How can I give some estimation of the convergence of this series, only using comparison and majorisation of the terms?
$$\sum_{n = 0}^{+\infty} \frac{(n!)^2}{(2n)!}$$
I tried with
$$(n!)^2 = n^2\cdot (n-1)^2\cdot (n-2)^2 \ldots \leq n^2\cdot n^2\ \cdot n^2 \ldots = (n^2)^2 = n^{2n}$$
So $$\frac{(n!)^2}{(2n)!} \leq \frac{n^{2n}}{(2n)!} \qquad \text{for} n \geq 4$$
Yet I don't find a suitable majorisation for the denominator; I can only think of
$$(2n)! = 2n\cdot (2n-1)\cdot (2n-2) \ldots \geq n\cdot (n-1)\cdot (n-2) \ldots = n!$$
Hence
$$\frac{1}{(2n)!} \leq \frac{1}{n!}$$
But then I am not able to go on.
I only can/want to use comparison in this sense, and/or at the end comparison with exponential or harmonic series.

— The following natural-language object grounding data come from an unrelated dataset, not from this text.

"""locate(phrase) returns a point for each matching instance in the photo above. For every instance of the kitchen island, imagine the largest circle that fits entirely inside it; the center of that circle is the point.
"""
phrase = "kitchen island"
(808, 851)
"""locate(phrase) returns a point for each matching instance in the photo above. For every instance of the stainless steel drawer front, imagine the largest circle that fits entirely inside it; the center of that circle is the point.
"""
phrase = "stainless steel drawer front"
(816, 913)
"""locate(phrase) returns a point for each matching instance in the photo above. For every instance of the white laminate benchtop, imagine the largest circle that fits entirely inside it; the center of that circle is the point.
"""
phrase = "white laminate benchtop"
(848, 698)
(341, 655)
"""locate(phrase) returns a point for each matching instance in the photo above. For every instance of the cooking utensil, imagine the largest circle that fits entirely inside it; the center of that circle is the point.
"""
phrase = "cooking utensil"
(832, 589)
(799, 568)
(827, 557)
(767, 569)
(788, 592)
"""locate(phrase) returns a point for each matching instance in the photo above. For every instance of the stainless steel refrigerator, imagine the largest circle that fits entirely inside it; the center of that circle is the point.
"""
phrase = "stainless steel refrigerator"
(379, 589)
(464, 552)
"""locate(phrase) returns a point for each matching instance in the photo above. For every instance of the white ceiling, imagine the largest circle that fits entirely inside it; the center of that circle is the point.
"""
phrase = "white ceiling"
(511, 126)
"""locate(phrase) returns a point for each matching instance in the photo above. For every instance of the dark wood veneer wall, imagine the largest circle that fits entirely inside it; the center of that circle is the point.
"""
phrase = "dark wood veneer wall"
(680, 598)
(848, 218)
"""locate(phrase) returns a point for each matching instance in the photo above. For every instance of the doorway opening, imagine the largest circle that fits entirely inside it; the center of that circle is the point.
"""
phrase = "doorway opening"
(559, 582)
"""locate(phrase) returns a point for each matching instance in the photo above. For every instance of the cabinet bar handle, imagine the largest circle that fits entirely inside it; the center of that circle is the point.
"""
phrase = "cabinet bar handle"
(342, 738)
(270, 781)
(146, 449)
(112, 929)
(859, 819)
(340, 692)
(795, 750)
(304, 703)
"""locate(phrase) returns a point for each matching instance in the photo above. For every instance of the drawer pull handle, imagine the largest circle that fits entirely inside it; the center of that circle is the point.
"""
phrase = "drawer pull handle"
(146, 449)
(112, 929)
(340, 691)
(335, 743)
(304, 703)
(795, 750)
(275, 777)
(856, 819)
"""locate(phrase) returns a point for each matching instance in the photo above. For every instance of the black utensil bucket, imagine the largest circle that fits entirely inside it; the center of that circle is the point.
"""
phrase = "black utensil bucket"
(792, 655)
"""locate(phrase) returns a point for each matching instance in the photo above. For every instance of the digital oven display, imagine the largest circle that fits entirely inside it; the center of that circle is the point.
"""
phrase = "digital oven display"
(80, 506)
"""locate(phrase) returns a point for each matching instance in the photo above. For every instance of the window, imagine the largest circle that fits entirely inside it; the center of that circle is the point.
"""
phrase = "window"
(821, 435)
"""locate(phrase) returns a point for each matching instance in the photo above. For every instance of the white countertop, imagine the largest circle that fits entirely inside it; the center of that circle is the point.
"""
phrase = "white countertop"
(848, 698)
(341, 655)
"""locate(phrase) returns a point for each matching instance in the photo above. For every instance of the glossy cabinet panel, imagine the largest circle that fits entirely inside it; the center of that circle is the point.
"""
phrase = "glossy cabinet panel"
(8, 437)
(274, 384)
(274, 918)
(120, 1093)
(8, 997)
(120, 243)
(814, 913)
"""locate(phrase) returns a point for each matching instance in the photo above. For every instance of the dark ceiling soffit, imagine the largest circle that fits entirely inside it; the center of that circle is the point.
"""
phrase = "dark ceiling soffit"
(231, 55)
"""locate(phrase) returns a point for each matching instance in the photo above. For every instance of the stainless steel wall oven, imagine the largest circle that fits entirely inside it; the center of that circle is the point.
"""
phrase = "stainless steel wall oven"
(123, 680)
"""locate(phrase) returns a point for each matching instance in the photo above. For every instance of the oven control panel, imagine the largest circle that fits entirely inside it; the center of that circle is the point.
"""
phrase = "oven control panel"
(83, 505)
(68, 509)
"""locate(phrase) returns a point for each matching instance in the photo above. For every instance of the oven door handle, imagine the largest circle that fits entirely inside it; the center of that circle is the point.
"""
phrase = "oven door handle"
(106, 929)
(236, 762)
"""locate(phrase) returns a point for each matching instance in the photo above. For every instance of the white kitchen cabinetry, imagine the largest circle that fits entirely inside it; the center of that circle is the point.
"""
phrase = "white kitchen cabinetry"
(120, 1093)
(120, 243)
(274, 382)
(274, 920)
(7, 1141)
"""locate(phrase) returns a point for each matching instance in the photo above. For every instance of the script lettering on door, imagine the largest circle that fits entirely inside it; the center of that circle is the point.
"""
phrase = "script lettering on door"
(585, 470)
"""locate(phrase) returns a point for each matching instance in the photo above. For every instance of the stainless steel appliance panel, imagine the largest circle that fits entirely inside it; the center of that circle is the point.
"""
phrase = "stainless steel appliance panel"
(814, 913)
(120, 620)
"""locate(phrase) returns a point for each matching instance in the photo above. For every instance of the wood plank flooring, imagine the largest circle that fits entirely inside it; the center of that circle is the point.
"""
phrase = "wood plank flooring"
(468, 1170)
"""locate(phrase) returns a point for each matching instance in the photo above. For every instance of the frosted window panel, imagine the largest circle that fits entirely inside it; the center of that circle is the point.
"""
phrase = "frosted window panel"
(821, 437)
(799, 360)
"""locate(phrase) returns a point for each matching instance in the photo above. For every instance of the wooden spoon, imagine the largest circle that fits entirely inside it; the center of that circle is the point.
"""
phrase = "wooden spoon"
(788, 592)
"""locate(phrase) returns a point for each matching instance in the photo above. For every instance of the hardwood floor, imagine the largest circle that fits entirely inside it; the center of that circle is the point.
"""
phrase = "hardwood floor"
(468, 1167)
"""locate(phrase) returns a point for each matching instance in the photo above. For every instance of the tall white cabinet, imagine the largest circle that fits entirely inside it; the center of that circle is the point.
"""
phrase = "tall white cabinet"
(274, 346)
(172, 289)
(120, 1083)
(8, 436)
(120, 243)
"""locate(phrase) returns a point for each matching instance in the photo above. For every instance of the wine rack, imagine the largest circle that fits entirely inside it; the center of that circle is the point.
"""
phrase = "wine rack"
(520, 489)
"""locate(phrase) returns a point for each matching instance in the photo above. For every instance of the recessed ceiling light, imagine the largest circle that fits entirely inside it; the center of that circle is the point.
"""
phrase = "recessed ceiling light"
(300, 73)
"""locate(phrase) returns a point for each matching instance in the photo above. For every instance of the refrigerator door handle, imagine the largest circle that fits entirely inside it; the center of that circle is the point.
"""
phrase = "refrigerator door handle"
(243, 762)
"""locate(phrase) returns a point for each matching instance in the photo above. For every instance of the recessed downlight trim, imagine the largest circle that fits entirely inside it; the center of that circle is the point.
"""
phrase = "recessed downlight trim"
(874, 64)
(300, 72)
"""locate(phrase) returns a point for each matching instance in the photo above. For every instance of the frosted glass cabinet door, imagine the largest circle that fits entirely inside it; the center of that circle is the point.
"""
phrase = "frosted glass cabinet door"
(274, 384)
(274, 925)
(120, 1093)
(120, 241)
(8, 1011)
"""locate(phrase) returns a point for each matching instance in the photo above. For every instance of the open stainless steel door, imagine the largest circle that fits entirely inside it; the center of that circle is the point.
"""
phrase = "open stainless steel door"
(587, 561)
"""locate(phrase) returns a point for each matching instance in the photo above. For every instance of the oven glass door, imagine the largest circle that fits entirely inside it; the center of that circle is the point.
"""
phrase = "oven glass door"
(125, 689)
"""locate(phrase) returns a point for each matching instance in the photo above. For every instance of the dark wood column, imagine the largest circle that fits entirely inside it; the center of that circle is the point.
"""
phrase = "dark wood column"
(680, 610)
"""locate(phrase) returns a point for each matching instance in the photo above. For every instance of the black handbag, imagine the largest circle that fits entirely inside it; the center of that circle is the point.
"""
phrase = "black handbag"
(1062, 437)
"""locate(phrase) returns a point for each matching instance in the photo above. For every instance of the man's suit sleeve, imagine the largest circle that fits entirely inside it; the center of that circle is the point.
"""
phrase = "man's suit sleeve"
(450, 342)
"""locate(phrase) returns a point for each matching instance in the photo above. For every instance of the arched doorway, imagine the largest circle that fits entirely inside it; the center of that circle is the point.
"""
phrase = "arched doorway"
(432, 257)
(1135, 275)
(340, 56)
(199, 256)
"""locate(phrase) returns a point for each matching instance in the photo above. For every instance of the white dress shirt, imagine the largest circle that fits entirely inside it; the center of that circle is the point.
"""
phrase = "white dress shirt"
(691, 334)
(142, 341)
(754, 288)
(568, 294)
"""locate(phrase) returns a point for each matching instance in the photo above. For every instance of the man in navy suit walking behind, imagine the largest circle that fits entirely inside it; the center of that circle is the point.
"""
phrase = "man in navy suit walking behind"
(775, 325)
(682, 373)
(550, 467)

If this could be turned, somehow, into a geometric series (via some estimation / majorisation) it would be AWESOME
I cannot use Stirling or other criteria.
Not allowed to use binomial coefficient, ratio test and so on.
Thank you!
Match pairs of terms in the numerator and denominator, writing, \begin{align} \frac{(n!)^2}{(2n)!} = \left(\frac{n}{2n}\cdot\frac{n-1}{2n-2}\cdots\frac{1}{2}\right)\cdot \left( \frac{n}{2n-1}\cdot \frac{n-1}{2n-3}\cdots\frac{1}{1}\right) \end{align} where each term in the first parentheses is equal to $\frac{1}{2}$ and each term (except the last) in the second is less than $1$. Thus, for $n \geqslant 1$ \begin{align} \frac{(n!)^2}{(2n)!} \leqslant \frac{1}{2^n}. \end{align} The sum you want is then increasing (all terms are positive) and bounded above by a convergent geometric series. Thus it must also be convergent.